Ou seja, os gerentes das contas públicas possuem ferramentas que não estão ao alcance dos gerentes das economias domésticas. As vendas de Letras do Tesouro por exemplo são atividades permanentes que elevam a dívida pública federal ao bel prazer dos governantes. Leio hoje no Site do Senado que se o déficit de 9% nas contas públicas em 2.020 se concretizar, a dívida pública pode chegar a 90% do Produto Interno Bruto, o chamado PIB. Traduzindo, o Governo Federal pode chegar ao fim do ano com uma dívida que seria equivalente para uma família a 90% da soma dos salários anuais de seus membros. 

Hoje em dia está na moda governos recorrerem à pura e simples impressão de dinheiro para saldar seus compromissos. Leio também que o Banco Central vai imprimir mais dinheiro para pagar o Auxílio Emergencial decorrente da pandemia da Covid. Se você por acaso apelar para esse expediente vai acabar na cadeia.

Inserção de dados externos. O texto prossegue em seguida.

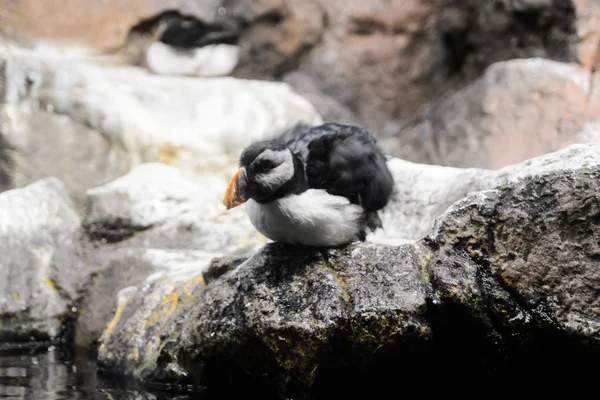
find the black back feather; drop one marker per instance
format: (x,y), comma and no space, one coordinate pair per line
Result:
(344,160)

Outro expediente comum por parte do poder público é criar o chamado "spread" nas contas dos bons pagadores para compensar o que os maus pagadores não pagam. Se ele não está praticando isso normalmente, ele dá aos agentes financeiros a permissão para que o façam com a conta corrente que você tem com eles. É comum também, principalmente nas contas das concessionárias dos serviços públicos, aparecerem os tais fatores de risco sob a forma de taxas. 

Como considero importante esse assunto vamos passar à análise rápida das diferenças entre um orçamento doméstico e um orçamento de governo.

1 - Definição da Renda

Um trabalhador pode procurar um aumento de salário, ou um resultado maior no seu negócio, mas não tem o poder de definir quais as chances dessa procura vir a dar resultado. Ou seja, as famílias não definem suas rendas, elas são definidas pelo mercado e cabe às famílias se adaptar aos seus humores. 

O governo possui ferramentas que as famílias não têm, embora seu uso em geral não seja recomendado. Ele pode simplesmente criar novos tributos ou aumentar a alíquota dos existentes. Seria algo como eu chegar ao meu patrão e impor a ele um aumento de salário que ele seria obrigado a dar. 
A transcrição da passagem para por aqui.